Ukraine has been one of the world's largest exporters of wheat, corn and other grains, along with vegetable oils. Ukraine and Russia together accounted for more than a quarter of the world's wheat production before the war.

The G-7's top diplomats noted the war "undermines and reverses progress" to deal with the planet's already considerable challenges. "On the immediate crisis, the G-7 is committed to both short-and-long term-support for Ukraine," they said. "We are determined to accelerate a coordinated multilateral response to preserve global food security and stand by our most vulnerable partners in this respect."

An urgent question

Before Russia invaded Ukraine, the food it produced was exported through its seven Black Sea ports and provided enough to feed 400 million people, according to the World Food Program.

“We have to open up these ports so that food can move in and out of Ukraine,” said WFP's Executive Director David Beasley. “The world demands it because hundreds of millions of people globally depend on food that comes through these ports.”

At a news conference following the G-7 meeting, its host, German Foreign Minister Annalena Baerbock, emphasized the war's broader implications.

"This is a war that Russia has started and this war has resulted in a global crisis," said Baerbock. "Up to 50 million people especially in countries in Africa, in the Middle East are dying because — they will be dying in the months to come — and we are faced with a very urgent question: How can millions of people be fed around the world?"

"We, as an international community," she said, "mothers and fathers, grandmothers and grandfathers, aunts and uncles, they are all asking themselves, 'What will happen if we don't have the grain we need that we used to get from Ukraine and Russia? What will happen if it does not arrive in the next weeks and months?' "

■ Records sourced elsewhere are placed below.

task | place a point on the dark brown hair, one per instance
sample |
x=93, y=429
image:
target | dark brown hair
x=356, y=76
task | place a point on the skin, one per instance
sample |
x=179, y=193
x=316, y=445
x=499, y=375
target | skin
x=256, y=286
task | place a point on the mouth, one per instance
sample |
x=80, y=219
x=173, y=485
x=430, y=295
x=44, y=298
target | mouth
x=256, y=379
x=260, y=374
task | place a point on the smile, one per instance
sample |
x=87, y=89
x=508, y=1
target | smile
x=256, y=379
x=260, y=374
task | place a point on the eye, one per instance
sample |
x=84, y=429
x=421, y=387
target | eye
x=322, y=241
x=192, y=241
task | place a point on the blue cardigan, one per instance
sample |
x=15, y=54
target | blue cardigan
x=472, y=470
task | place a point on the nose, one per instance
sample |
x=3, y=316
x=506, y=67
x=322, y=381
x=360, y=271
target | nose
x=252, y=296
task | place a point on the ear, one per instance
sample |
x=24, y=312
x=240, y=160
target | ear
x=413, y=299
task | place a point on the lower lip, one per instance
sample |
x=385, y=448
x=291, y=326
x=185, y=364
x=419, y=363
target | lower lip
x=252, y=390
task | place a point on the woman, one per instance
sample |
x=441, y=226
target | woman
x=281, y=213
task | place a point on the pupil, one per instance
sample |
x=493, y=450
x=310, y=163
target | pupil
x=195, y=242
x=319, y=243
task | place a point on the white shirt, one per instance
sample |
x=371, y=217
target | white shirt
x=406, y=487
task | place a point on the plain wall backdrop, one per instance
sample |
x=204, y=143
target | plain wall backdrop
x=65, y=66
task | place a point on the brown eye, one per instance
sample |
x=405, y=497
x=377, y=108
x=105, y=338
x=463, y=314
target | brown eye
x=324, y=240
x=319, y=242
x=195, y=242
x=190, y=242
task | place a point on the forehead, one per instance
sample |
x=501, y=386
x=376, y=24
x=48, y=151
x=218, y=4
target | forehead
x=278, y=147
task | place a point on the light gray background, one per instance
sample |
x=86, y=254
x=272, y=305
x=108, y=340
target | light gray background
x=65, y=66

Russian Foreign Ministry spokeswoman Maria Zakharova denied her nation is to blame for causing more hunger or higher food prices. “Prices are rising because of sanctions imposed by the West under pressure of the USA,” she said.

G-7 nations — Britain, Canada, France, Germany, Italy, Japan and the United States — also called on China "not to assist Russia in its war of aggression against Ukraine, not to undermine sanctions imposed on Russia for its attack against the sovereignty and territorial integrity of Ukraine, not to justify Russian action in Ukraine, and to desist from engaging in information manipulation, disinformation and other means to legitimize Russia’s war of aggression against Ukraine."